Monday, January 2, 2012

You Never Know What You Have Until...

Ever have something great, and then it's gone? Like spending time with someone that actually listens to you, entertains you, makes everything better when your sad, and is someone who treats you really nice, versus someone that treats you like you're an object versus a thing. That's not fair.
I guess when you realize things, things like this, it's too late to go back and fix them. You can only go foreward, there is no rewind button on the vcr of life. There's no pause. There's only the play button. And if you ask me, it's pretty fucked up that you can't rewind.
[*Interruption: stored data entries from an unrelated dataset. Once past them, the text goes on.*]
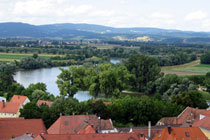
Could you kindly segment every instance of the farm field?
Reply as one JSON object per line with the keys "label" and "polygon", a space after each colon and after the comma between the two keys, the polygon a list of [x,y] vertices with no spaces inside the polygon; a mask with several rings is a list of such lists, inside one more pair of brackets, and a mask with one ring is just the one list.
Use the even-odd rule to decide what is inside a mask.
{"label": "farm field", "polygon": [[[22,58],[32,56],[33,54],[20,54],[20,53],[0,53],[0,61],[2,62],[11,62],[11,61],[19,61]],[[61,55],[53,55],[53,54],[38,54],[42,58],[50,58],[52,56],[61,56]]]}
{"label": "farm field", "polygon": [[200,60],[177,65],[162,67],[161,71],[165,74],[177,74],[177,75],[205,75],[210,72],[210,65],[200,64]]}

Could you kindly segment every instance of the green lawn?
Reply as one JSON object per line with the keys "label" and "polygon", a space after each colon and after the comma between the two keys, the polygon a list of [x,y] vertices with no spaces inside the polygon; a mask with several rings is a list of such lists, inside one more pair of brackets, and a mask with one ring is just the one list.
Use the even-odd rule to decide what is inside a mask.
{"label": "green lawn", "polygon": [[210,65],[208,65],[208,64],[200,64],[200,65],[197,65],[195,67],[199,67],[199,68],[210,68]]}
{"label": "green lawn", "polygon": [[185,68],[175,68],[174,71],[180,71],[180,72],[195,72],[195,73],[207,73],[210,72],[210,65],[209,66],[193,66],[193,67],[185,67]]}
{"label": "green lawn", "polygon": [[183,65],[162,67],[161,69],[165,74],[204,75],[210,72],[210,65],[200,64],[200,60],[196,60]]}
{"label": "green lawn", "polygon": [[[0,53],[0,61],[14,61],[14,60],[20,60],[25,57],[32,56],[33,54],[20,54],[20,53]],[[58,55],[50,55],[50,54],[39,54],[42,58],[50,58],[52,56],[58,56]]]}

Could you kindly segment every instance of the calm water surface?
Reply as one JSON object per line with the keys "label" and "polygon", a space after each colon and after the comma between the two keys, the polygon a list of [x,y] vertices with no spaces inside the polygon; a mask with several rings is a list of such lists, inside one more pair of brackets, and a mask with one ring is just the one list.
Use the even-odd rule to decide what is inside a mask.
{"label": "calm water surface", "polygon": [[[14,79],[24,87],[28,87],[31,83],[45,83],[47,85],[47,91],[57,96],[60,92],[57,87],[56,80],[60,73],[61,71],[58,67],[18,71],[14,75]],[[87,91],[79,91],[74,97],[79,101],[85,101],[92,98]]]}
{"label": "calm water surface", "polygon": [[[111,59],[111,63],[116,64],[119,63],[120,60]],[[68,67],[63,67],[68,68]],[[47,91],[54,94],[55,96],[59,95],[59,89],[56,84],[57,76],[61,73],[58,67],[53,68],[42,68],[36,70],[24,70],[18,71],[14,75],[14,79],[22,84],[25,88],[27,88],[32,83],[42,82],[47,85]],[[79,101],[85,101],[91,99],[92,96],[88,91],[79,91],[74,96]]]}

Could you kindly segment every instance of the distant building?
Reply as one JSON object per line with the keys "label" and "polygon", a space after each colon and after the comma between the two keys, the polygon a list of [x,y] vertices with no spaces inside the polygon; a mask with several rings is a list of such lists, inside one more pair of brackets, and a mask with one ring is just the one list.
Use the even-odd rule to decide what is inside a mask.
{"label": "distant building", "polygon": [[208,139],[210,139],[210,117],[201,119],[200,121],[194,123],[193,126],[199,127]]}
{"label": "distant building", "polygon": [[20,109],[30,100],[26,96],[14,95],[10,102],[0,101],[0,118],[14,118],[20,116]]}
{"label": "distant building", "polygon": [[48,134],[89,134],[89,133],[114,133],[111,119],[102,120],[96,115],[61,116],[47,130]]}
{"label": "distant building", "polygon": [[27,133],[34,136],[47,133],[42,119],[0,119],[0,140],[9,140]]}
{"label": "distant building", "polygon": [[185,110],[177,117],[166,117],[160,119],[156,125],[192,125],[200,120],[201,113],[205,112],[205,109],[197,109],[192,107],[186,107]]}
{"label": "distant building", "polygon": [[13,118],[20,116],[20,103],[0,101],[0,118]]}
{"label": "distant building", "polygon": [[42,104],[45,104],[45,105],[47,105],[47,106],[50,107],[52,105],[52,103],[53,102],[50,102],[50,101],[38,100],[36,104],[37,104],[37,106],[40,106]]}
{"label": "distant building", "polygon": [[198,127],[167,127],[153,140],[208,140]]}
{"label": "distant building", "polygon": [[27,96],[22,96],[22,95],[13,95],[11,98],[10,102],[12,103],[20,103],[22,106],[26,105],[27,103],[30,102]]}

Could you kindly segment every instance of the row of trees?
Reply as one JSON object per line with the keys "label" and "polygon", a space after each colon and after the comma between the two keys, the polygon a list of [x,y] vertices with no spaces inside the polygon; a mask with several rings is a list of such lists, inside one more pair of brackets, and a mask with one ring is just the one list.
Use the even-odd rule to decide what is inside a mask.
{"label": "row of trees", "polygon": [[181,65],[196,60],[195,54],[177,52],[158,57],[159,66]]}
{"label": "row of trees", "polygon": [[201,64],[210,64],[210,51],[201,56]]}
{"label": "row of trees", "polygon": [[36,106],[36,102],[28,103],[21,109],[21,117],[42,118],[49,127],[58,117],[62,115],[96,114],[102,119],[111,118],[115,126],[142,126],[148,121],[152,124],[162,117],[177,116],[184,107],[172,102],[163,102],[156,98],[147,96],[131,97],[125,96],[112,99],[112,104],[104,105],[102,100],[94,102],[88,100],[78,102],[71,97],[63,96],[57,98],[51,107],[42,105]]}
I miss my junior year of high school a lot for many reasons. I mean, senior year is okay, I mean I got into college, and I guess that's cool. I just miss my old band class, and my old lunch wave. I miss seeing my friends more, mainly because they are amazing people, and that they always treated me nice. Except for when they are busy and tell me to go away. I don't like that very much. I miss my friends who have graduated, and are away at college. I miss my first period US History class, where Jenni and I would gossip about pretty much everyone and everything. I miss the random emails that I used to write Charlotte everyday, because I hated typing with a passion, and never actually did my work. I miss my seventh period off period, spent with someone who ALWAYS listened to me, or ladder spend with two obnoxious boys...(okay fine, the one with the big nose is actually pretty cool.)
Next year, I'm going to be away from those people. I'm going to miss spending the mornings walking around with my friends. I'm going to miss playing the flute every single day. I'm going to miss walking into my friend's third period class.
I guess you never know what you have until it's gone.